Galilée, le mécano au théâtre de la Reine Blanche. Pascal Gély, Author provided

Cet article est publié dans le cadre de la Fête de la Science 2018 dont The Conversation France est partenaire. Retrouvez tous les débats et les événements de votre région sur le site Fetedelascience.fr.


Alors que bon nombre de nos concitoyens, traumatisés dès l’école par leurs difficultés avec les disciplines scientifiques, a fini par accepter de se voir privé de cette partie de la culture, le monde de l’art tente, depuis quelques années, de la lui restituer. Le théâtre, pour lequel, longtemps, les relations avec la science se sont cantonnées aux évolutions des arts de la scène rendues possibles par les progrès technologiques, semble finalement découvrir une nouvelle source d’inspiration.

Questions éthiques et philosophiques

Les questions éthiques, celles de Bertold Brecht dans La vie de Galilée, ou de Friedrich Dürrenmatt dans Les physiciens, furent longtemps centrales : la science restait quelque chose dont il faut avant tout se méfier ! Plus récemment, le grand Simon McBurney a trouvé dans la science une source d’inspiration poétique. Mémoire et imagination sont les thèmes de Mnemonic, alors que dans Apologie d’un mathématicien, il évoque le destin singulier et tragique de Srinivasa Ramanujan, mathématicien indien génial et autodidacte des années 1910.

Le théâtre, comme le cinéma, semble d’ailleurs découvrir la science et sa portée philosophique à travers les personnages de grands chercheurs. Stephen Hawking a eu deux fois les honneurs du cinéma (Une merveilleuse histoire du temps de James Marsh, et Hawking de Philip Martin).

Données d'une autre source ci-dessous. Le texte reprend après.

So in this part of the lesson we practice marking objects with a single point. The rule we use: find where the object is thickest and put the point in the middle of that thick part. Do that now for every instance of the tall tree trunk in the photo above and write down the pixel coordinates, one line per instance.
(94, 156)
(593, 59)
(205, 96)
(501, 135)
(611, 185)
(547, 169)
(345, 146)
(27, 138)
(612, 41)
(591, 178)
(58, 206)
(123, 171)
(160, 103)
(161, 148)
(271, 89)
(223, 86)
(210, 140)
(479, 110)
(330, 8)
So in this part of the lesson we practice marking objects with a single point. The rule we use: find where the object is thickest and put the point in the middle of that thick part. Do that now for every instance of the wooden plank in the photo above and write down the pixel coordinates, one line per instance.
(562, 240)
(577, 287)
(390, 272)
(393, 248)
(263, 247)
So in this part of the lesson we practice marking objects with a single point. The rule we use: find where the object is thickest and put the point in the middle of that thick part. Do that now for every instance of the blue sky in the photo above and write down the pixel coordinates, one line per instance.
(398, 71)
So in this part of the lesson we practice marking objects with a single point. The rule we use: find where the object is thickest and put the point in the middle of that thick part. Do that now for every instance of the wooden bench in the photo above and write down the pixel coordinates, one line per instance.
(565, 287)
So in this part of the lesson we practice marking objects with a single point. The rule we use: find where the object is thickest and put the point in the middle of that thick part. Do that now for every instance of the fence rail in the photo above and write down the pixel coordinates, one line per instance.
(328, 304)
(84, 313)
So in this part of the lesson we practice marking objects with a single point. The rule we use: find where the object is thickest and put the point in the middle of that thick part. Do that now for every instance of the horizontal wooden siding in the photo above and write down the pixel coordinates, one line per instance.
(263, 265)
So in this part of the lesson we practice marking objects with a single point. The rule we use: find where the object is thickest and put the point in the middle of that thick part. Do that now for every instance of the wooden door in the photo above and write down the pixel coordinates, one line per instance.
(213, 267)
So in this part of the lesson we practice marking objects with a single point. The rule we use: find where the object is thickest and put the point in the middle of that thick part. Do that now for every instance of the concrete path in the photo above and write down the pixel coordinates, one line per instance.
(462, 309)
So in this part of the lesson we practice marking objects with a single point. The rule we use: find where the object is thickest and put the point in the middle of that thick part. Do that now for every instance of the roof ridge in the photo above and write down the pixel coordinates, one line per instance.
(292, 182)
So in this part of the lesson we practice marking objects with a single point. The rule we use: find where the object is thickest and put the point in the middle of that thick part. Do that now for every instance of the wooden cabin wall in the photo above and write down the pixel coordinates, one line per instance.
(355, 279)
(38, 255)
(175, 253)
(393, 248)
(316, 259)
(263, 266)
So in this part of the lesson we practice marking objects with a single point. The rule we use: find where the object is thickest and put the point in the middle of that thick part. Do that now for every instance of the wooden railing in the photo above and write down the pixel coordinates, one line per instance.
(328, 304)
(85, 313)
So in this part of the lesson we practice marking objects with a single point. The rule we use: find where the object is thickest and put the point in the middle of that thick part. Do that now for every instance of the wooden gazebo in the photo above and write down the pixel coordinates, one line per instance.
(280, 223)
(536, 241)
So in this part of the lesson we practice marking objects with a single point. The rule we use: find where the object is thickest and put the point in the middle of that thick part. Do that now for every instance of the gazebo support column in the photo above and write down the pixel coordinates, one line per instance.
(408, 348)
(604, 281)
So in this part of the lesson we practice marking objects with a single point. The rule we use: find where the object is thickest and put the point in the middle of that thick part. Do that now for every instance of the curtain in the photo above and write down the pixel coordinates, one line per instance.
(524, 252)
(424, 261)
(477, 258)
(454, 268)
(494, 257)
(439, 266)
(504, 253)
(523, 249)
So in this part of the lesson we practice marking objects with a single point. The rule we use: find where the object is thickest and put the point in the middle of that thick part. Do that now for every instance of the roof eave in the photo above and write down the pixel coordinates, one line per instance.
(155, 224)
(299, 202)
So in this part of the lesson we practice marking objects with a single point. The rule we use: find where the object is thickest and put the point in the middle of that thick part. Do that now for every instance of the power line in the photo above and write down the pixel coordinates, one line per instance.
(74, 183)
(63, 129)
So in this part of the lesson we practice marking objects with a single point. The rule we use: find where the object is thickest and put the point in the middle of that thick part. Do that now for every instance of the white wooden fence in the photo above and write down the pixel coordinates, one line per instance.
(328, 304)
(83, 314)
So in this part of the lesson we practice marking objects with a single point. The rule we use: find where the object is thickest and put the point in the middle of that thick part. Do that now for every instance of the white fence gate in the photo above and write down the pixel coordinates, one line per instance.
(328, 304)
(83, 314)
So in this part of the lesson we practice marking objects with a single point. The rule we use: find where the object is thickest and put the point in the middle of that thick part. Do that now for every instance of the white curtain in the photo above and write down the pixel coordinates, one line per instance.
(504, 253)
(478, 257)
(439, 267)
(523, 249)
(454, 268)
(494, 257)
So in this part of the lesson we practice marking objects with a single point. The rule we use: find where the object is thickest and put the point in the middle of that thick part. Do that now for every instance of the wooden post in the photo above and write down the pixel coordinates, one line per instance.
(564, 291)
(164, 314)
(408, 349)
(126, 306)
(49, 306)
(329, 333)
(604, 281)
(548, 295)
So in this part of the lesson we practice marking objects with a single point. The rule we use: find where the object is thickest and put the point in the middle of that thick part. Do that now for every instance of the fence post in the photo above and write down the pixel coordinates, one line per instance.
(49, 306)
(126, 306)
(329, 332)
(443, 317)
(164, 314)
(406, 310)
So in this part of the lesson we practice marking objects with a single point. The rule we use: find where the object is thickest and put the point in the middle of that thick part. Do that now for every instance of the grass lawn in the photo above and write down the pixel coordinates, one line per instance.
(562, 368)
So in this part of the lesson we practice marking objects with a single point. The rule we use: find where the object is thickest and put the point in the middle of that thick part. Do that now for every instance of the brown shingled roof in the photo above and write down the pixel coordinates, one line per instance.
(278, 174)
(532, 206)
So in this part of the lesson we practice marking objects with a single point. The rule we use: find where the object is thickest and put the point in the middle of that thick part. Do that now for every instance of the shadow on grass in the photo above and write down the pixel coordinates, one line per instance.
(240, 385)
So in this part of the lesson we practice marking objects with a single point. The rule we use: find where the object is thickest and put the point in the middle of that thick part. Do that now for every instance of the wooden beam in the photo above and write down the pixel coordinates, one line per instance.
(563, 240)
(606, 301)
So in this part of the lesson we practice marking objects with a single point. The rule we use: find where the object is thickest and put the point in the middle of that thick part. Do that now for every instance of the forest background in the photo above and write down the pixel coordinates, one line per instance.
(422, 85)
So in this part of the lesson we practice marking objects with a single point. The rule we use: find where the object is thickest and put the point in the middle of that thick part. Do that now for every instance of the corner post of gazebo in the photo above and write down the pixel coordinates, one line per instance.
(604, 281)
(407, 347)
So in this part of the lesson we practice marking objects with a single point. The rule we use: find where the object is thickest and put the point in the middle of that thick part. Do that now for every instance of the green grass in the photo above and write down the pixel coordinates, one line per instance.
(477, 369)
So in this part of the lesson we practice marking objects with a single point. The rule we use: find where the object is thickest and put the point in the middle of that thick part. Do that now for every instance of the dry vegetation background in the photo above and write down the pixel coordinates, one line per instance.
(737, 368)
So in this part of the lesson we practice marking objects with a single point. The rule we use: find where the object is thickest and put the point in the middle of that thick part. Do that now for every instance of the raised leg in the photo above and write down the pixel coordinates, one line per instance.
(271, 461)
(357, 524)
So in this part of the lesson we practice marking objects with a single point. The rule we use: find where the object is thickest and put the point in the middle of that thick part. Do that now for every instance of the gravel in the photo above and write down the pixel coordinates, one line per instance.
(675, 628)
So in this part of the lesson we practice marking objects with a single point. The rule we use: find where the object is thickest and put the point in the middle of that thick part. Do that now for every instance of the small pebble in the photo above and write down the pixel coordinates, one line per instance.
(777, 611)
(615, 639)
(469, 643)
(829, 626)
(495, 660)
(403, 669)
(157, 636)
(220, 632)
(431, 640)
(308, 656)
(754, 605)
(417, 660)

Quant à Alan Turing, il a inspiré lui aussi plusieurs films (Breaking the code d’Herbert Wise, et The imitation game de Morten Tyldum, entre autres), et plusieurs pièces (Turing Machine, de Jean‑François Peyret, et la toute récente Machine de Turing de Benoît Solès).

Marie Curie et Galilée

Marie Curie, portée à l’écran l’année dernière par Marie Noëlle, est également le personnage central du Paradoxe des jumeaux, écrite en collaboration avec Jean‑Louis Bauer, et mise en scène par Bernadette Le Saché. Voir derrière la grande scientifique habillée de noir, qui semblait ne jamais sourire (en tout cas sur les photos), dépeinte en femme vivante, capable de désir, de jalousie, de générosité ou de colère, contribue à rendre ce qu’elle représente, c’est-à-dire la science, et, qui plus est, la science au féminin, plus accessible, et, de ce fait, plus proche. Cette femme-là a aussi plus de chances d’attirer des jeunes filles vers les carrières scientifiques que l’image traditionnelle, beaucoup trop austère, à laquelle on n’a certes pas envie de se mesurer, mais pas non plus envie de ressembler.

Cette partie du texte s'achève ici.